Children embody hope
They are a family's, and community's, ray of light
“You’re my little sunshine, you are my ray of light. With you, the world is golden, the future looks so bright.” - From You’re My Little Sunshine by Nicola Edwards, a book given to my daughter by her great grammie
Prometheus, the Greek God of Forethought, the story goes, saved the human race by giving us fire and hope. Bright fire allows us to learn many crafts, and blind hope causes us to cease foreseeing death. Hope offers a reason for people to get out of bed in the morning. It ignites motivation, and allows one to envision a sunny future.
Children are enveloped in hope. Parents, when they gaze lovingly into the eyes of their children, imagine all that is possible for their little ones. They see their children as empty vessels yearning to be filled. They see in them endless potential.
When I taught first grade, I witnessed hope in the eyes of parents when they entered the door of our classroom on the first day of school. They took meticulous care to ensure their child looked their best, with spotless new shoes, freshly cut and styled hair, and a recently steamed and pressed uniform. They outfitted their child with all the supplies they thought necessary to be successful in their educational endeavors: newly sharpened pencils, vibrant crayons, and colorful folders to house homework and other important documents.

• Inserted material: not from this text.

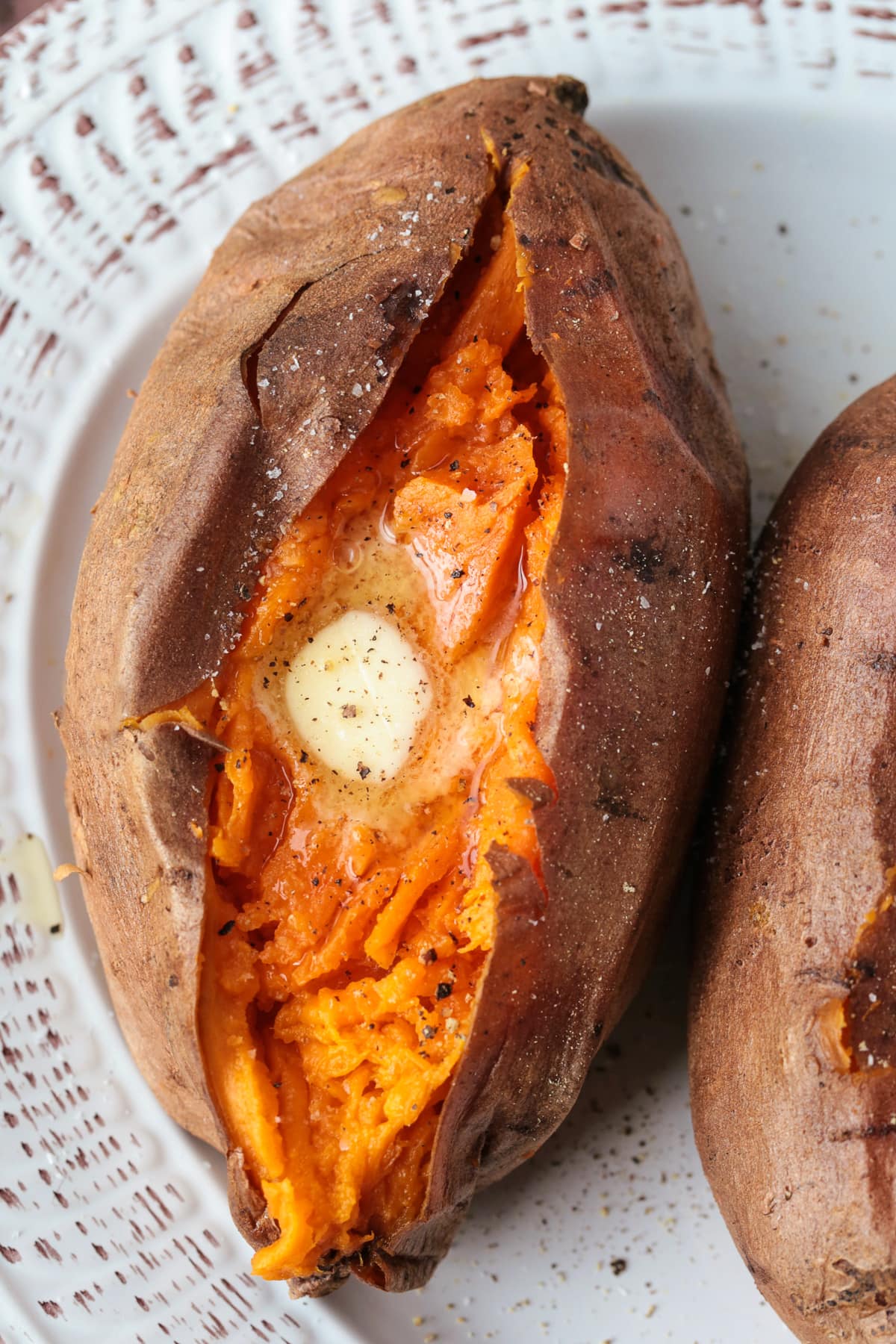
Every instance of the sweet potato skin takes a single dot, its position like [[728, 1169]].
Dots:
[[801, 1154], [642, 591]]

My students absorbed this hope and radiated it as they skipped into the classroom on their first day. They were eager to meet their classmates, elated to find their very own desk, and excited to show off and use their brand new supplies. Teaching first grade was unlike teaching fifth grade, my previous gig, because of this level of hope. Parents of first graders, by and large, are unflinchingly dedicated to their child's academic success. Everything is new—learning to read, writing their first sentence, arriving at correct answers to math problems—and, in the eyes of the parent, anything is possible. Their child could grow up to be a great writer, an engineer, an athlete, a musician, or maybe even a magician.
Parents provide boundless options—at least, what is within their reach and means—to their children and watch to see what they gravitate towards. They take note of those cues, and do their best to ensure their children can pursue what lights them up. They seek opportunities for their children that they did not have. Parents offer up an entrée of choices they feel they were deprived of, or didn't know to seek, in hopes of providing a better life, or one they themselves wished to have.
This hope is reignited with each subsequent generation. New life is breathed into grandparents when their grandkids are born. They too view their grandchildren as an opportunity for a brighter future, and as a chance to be the parent they wish they had been to their children. And great grandparents relish the gift of being alive to see the fourth generation born, resting assured that their legacy and the comfort of a familial safety net will carry on.
Loss of hope opens the door for despair; the presence of a child is a hedge against that despair. I now understand this, more so than I did as a teacher. Not only because my daughter gives me hope, but also because of how my family, and friends, react to her. She is the ray of sunshine in every room; my mother and father and siblings and aunts and uncles and grandparents can't help but glow with joy when she's around. They wake up smiling, knowing they get to see her. They plan outings with the aim of enriching her life. And they monitor their every word and move, knowing she is cataloging all that they say and do. Hope abounds just knowing that she exists. Hope abounds everywhere children inhabit.